Notem que, ao aceitarmos as técnicas de fertilização in vitro (os “bebês de proveta”), aceitamos a criação desses embriões, que muitas vezes sobram, não são utilizados pelo casal e ficam esquecidos em congeladores. Foi muito conveniente ignorar esses embriões excedentes, pois afinal essa técnica permite que milhares de casais realizem o sonho de ter filhos. Já o uso desses embriões para tratar um enfarte ou ajudar um paralítico a recuperar os movimentos ainda está restrito a animais de laboratório. Talvez no dia em que as CTs embrionárias estiverem efetivamente sendo utilizadas em pacientes seja mais difícil argumentar contra o uso terapêutico daqueles embriões congelados. Mas esse dia só chegará se pudermos fazer pesquisa.
No Brasil a polêmica do uso do embrião humano foi resolvida na Lei de Biossegurança de 2005, que permite a utilização para pesquisa de embriões inviáveis ou que estejam congelados há pelo menos 3 anos – tempo para o casal refletir bastante antes de decidir doar aqueles embriões para pesquisa.
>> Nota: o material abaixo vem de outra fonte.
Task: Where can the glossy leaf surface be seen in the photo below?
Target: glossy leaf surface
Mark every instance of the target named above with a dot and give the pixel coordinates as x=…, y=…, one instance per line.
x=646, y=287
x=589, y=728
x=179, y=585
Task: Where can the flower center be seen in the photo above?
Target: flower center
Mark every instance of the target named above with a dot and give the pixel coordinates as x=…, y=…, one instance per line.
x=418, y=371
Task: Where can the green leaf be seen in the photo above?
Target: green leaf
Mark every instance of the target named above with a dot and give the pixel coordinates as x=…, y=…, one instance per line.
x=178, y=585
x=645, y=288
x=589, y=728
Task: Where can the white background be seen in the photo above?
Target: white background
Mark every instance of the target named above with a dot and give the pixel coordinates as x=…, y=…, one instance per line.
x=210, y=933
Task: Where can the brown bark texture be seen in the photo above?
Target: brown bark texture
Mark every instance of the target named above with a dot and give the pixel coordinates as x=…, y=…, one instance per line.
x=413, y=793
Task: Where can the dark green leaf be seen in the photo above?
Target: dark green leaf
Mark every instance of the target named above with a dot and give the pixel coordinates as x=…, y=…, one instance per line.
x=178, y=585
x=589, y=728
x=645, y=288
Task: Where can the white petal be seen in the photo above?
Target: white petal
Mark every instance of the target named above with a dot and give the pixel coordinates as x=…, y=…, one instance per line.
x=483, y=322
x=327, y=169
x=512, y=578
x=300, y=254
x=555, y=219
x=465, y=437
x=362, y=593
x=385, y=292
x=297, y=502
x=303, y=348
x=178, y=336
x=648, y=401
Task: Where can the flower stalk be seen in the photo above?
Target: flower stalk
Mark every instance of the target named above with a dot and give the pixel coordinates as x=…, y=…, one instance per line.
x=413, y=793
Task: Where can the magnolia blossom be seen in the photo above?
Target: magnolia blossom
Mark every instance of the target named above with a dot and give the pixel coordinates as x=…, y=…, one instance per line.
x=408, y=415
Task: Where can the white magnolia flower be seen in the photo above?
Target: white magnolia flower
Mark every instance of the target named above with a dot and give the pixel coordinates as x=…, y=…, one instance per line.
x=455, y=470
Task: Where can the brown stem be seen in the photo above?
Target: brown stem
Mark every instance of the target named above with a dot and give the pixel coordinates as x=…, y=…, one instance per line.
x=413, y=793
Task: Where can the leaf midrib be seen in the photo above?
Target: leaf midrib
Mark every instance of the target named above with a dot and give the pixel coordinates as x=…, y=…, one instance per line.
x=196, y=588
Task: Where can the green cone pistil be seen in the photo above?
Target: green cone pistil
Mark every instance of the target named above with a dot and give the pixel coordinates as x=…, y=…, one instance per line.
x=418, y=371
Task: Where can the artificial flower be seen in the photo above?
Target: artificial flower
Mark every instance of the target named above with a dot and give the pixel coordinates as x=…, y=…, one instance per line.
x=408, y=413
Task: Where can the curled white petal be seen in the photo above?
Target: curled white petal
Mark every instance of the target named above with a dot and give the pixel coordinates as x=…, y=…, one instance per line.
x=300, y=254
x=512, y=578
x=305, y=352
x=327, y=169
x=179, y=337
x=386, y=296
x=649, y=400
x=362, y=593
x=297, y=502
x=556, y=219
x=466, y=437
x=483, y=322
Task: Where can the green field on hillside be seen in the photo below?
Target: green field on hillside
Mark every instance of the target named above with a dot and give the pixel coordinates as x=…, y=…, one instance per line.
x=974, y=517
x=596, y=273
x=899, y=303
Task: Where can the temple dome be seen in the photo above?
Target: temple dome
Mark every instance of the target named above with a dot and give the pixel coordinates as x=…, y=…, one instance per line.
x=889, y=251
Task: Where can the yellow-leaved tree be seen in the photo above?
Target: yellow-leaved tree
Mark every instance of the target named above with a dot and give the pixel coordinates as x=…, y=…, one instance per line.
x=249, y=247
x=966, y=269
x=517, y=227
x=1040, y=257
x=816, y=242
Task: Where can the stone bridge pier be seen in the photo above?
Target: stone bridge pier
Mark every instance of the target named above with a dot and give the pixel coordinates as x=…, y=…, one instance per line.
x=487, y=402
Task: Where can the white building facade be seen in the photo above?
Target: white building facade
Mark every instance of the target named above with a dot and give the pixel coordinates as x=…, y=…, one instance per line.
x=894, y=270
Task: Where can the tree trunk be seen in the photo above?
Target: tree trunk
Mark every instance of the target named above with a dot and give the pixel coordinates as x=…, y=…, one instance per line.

É uma solução ponderada, que permite o desenvolvimento das pesquisas com CTs embrionárias no país. A não ser que o STF entenda que essa lei é inconstitucional e a revogue, interrompendo essas pesquisas aqui.
Em conclusão, o STF não deverá julgar se as CTs embrionárias são piores ou melhores do que as adultas – essa dicotomia não se aplica, pois precisamos pesquisar todos os tipos de CTs – nem se aquele embrião é vida ou não. Ele é uma forma de vida humana, mas provavelmente não um brasileiro ou estrangeiro residente no país aos quais a Constituição garante “inviolabilidade do direito à vida, à liberdade, à igualdade, à segurança e à propriedade”.
Nosso desafio é desenvolver as pesquisas com embriões humanos de forma ética e transparente, e, se por um lado não considero aquele embrião de 5 dias equivalente a uma pessoa nem a um feto, também não o considero somente um conglomerado trivial de células. Precisamos de legislação e vigilância, como as que evitam o comércio de sangue ou órgãos e ao mesmo tempo permitem que milhões de vidas sejam salvas com transplantes. Com a Lei de Biossegurança, o Brasil tem a oportunidade de ter uma vantagem competitiva na promissora área de estudos com CTs embrionárias. Depois de tantos anos de investimento em pesquisa, temos os cérebros, temos a infra-estrutura, mas precisamos da lei.
Lygia da Veiga Pereira é professora livre-docente e chefe do Laboratório de Genética Molecular do Instituto de Biociências da USP e autora dos livros Clonagem: da ovelha Dolly às células-tronco e Seqüenciaram o genoma humano... E agora? (Editora Moderna).